The Cult of Free Love: ‘Love Revolution’ reviewed

❉  Modern technology meets retro psychedelia with the enigmatic Cult of Free Love’s blissed-out debut album…

In the mid-1960s North Wales hosted two of the most significant cultural moments of that decade: firstly Patrick McGoohan brought a crew up from that London to film what’s probably still the strangest show of the era, ‘The Prisoner’. Then, just under a year later The Beatles arrived to attend a conference on transcendental meditation with Maharishi Mahesh Yogi in Bangor. Didn’t they have a lovely time? The latter event’s part of the musical turning point of the mid-60s, with the The Beatles opening out their sound from the point where Norwegian Wood and Within You Without You jarred at the heart of their albums to the instrumentation and mindset opening up the eclectic vistas of The White Album.

Clearly there’s still something in the water. Northern Star records have been putting out some fine psychedelia for over a decade now, including the excellent Psychedelia compilations and contemporary psych bands such as Nova Saints. The latest addition to their fine roster is the mysterious The Cult of Free Love, who rather wonderfully strike a mysterious pose in their band biography and allude to being a ‘living, breathing cult’. Pretension is a wonderful thing in the right hands and these are the right hands.

love-revolution

Debut album ‘Love Revolution’ couldn’t be any more 1967 in attitude if it ponced up in a paisley shirt, bell bottoms and reeking of patchouli and weed. You know what you’re in for before you even hit play with band name and album title being composed of late 60s slogans and some none-more-psych album artwork. And that’s before you get to the song titles with plenty of love, a guru and a space odyssey. As their space odyssey being set in 2020 suggests though it’s not a reverent 60s style though – in the true spirit of those times the band are as open to contemporary music and instrumentation as they’re committed to the retro style. It’s the drone element of psych that’s the dominant force here in the krautrock manner of Can and the repetition of Kraftwerk.  Opener Drone On does what it says on the tin, building the atmosphere for the album in the style of Fuck Buttons circa ‘Tarot Sport’. From there we’re on to the hypnotic charms of Jaya Deva which melds Hindi vocals and an electronic drone to woozy effect.

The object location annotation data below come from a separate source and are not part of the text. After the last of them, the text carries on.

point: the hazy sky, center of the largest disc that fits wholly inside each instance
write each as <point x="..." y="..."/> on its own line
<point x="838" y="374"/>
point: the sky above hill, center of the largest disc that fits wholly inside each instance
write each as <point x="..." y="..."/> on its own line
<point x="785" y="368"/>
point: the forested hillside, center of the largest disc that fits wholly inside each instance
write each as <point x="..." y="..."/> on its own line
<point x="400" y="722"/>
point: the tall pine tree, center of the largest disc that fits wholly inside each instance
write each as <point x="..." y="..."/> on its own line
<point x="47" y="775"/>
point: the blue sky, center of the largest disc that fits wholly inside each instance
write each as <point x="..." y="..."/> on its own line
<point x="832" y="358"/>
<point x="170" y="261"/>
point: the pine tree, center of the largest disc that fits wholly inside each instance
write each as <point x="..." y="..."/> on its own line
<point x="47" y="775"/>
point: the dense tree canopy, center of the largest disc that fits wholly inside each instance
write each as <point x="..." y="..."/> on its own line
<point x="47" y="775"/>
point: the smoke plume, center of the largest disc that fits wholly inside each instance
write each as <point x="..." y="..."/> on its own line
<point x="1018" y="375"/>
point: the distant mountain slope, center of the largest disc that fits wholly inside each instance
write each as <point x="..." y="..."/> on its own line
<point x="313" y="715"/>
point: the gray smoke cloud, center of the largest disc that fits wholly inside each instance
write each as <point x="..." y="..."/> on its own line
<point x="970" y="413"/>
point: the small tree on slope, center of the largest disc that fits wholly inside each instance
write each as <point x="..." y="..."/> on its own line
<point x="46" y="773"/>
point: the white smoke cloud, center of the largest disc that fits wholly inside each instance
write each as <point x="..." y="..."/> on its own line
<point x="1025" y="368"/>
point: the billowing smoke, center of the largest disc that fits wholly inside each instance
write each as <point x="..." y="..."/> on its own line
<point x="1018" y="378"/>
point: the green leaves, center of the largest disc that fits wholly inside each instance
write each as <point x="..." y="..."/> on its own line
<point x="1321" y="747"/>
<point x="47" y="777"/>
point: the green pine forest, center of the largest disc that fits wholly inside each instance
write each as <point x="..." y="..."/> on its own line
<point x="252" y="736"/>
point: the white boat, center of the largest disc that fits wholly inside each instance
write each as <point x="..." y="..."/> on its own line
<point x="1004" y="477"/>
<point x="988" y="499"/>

Just when you’re being lulled back to the days of acid come the back to back album highlights You Are Obsolete and Interpretations of Love II. It weaves repetitions of Burgess Meredith’s defiant dialogue from The Twilight Zone episode The Obsolete Man into the sitar drone and drum machines to startling effect, breaking the trance like effect briefly. From there Interpretations of Love II feels like something of a soaring release with synths causing it to soar in an entirely un-Ibiza like manner. The album winds down with the aptly cosmic Space Odyssey 2020 and ends on what feels the most 60s track, Interpretations of Love III, straight from Maharashi’s tent via Lennon’s tripped out experiments.

In an era of single songs being prioritized it’s a pleasure to hear a band taking the time to construct a coherent album rather than just chuck a lot of songs together and hope for the best. It ends up synthesising the best of both eras; the ideas and spirit of the Love Decade evoked with modern production and technology. Grab yourself some free love.


❉ ‘Love Revolution’ by The Cult of Free Love is out now from Wrong Way Records (WWR 003).